La diàtriba, o diatrìba[1] (dal lat. diatrĭba, a sua volta dal gr. διατριβή), è una forma di argomentazione della filosofia greca. Il termine contiene in sé il concetto di contrasto, di attrito, che, però, conduce a un risultato positivo; il significato etimologico è quello di consumo del tempo e di tempo dedicato allo studio.
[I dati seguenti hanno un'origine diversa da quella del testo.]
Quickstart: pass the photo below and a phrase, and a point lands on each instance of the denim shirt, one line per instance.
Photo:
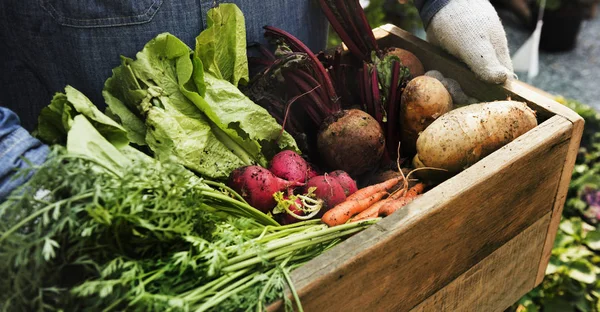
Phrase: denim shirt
(47, 44)
(17, 148)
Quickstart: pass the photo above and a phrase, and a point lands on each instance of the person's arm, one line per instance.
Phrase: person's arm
(17, 148)
(470, 30)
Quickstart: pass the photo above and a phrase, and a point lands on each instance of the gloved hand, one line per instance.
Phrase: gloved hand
(471, 30)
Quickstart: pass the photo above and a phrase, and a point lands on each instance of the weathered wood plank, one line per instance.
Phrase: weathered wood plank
(410, 255)
(496, 282)
(541, 101)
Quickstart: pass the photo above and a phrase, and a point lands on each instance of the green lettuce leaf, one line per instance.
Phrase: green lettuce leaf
(222, 45)
(85, 140)
(248, 124)
(56, 119)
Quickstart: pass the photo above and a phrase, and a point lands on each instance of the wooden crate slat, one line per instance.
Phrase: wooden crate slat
(423, 247)
(496, 282)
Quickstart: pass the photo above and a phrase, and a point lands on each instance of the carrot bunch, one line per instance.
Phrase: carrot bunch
(373, 201)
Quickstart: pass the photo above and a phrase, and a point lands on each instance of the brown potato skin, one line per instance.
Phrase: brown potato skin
(465, 135)
(423, 100)
(352, 141)
(408, 59)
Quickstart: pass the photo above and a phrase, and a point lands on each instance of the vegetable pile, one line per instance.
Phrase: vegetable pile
(201, 187)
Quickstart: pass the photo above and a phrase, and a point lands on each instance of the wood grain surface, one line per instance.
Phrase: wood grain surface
(407, 257)
(498, 281)
(476, 242)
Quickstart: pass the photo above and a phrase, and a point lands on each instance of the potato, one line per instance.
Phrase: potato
(408, 59)
(423, 100)
(465, 135)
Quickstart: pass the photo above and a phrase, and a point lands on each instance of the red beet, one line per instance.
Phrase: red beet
(327, 189)
(352, 141)
(345, 180)
(257, 186)
(290, 166)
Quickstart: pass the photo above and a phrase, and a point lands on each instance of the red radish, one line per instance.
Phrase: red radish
(290, 166)
(327, 189)
(257, 186)
(346, 181)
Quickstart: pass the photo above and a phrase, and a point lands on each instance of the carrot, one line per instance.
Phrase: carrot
(373, 211)
(343, 211)
(375, 188)
(392, 206)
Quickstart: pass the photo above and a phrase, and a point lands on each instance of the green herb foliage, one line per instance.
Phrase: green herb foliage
(79, 237)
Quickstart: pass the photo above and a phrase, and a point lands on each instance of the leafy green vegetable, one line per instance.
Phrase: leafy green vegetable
(152, 238)
(222, 45)
(166, 100)
(174, 126)
(55, 120)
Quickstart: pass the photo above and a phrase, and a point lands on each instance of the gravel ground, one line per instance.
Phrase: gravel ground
(574, 74)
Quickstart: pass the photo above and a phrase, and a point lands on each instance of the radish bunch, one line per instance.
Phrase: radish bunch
(290, 188)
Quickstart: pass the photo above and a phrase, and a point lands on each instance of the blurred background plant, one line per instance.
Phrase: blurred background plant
(572, 280)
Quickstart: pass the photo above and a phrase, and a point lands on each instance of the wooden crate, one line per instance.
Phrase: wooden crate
(477, 242)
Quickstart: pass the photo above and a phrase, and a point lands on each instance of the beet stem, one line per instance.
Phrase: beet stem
(298, 45)
(392, 110)
(335, 23)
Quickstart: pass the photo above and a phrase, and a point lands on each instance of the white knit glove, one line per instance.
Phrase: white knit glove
(471, 30)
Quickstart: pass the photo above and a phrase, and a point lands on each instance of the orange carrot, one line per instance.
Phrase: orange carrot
(373, 211)
(392, 206)
(375, 188)
(343, 211)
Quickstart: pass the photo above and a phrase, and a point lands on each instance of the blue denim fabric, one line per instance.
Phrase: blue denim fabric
(15, 145)
(47, 44)
(428, 8)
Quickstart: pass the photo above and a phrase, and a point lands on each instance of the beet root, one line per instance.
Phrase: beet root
(257, 186)
(351, 140)
(290, 166)
(345, 180)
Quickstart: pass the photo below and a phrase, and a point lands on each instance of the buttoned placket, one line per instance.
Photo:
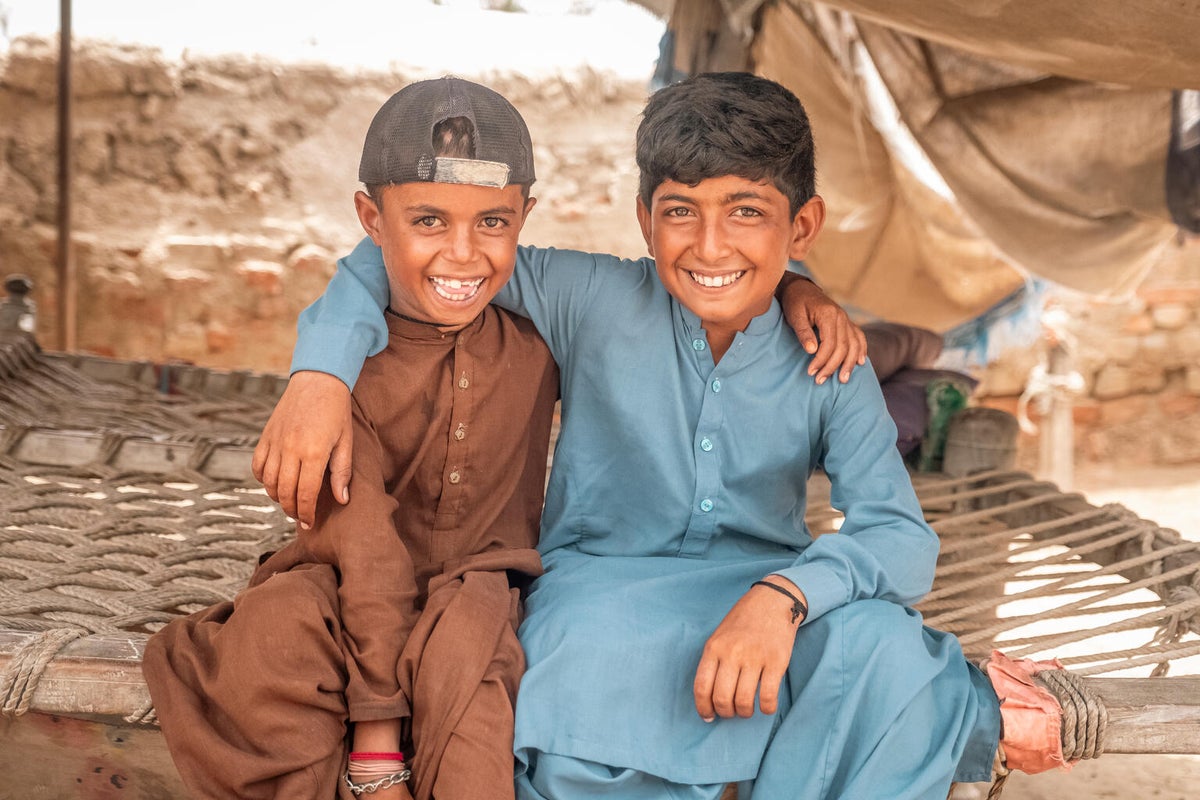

La diatriba è una discussione, conversazione, o conferenza, su luoghi comuni etici che si rivolge a un pubblico generale, più ampio di quello della scuola filosofica di appartenenza. La discussione può assumere connotazione particolarmente violenta e aggressiva e, non di rado, ricorre all'ironia e alla demistificazione. Fu molto usata, in particolar modo, dai cinici e dagli stoici (si parla, a volte, di diatriba cinico-stoica).
L'uso della diatriba risale a Socrate, mentre, nell'età ellenistica, rimanda a Diogene. Bione di Boristene, vissuto tra il 325 e il 255 a.C., la elevò a genere letterario nelle sue Diatribe, tramandate in frammenti. Cicerone vi si riferisce come a trattati di morale destinati al popolo.
La si ritrova nella letteratura latina: ad esempio, nelle Satire di Orazio, che ne riproducono le caratteristiche, e nei Dialoghi di Seneca.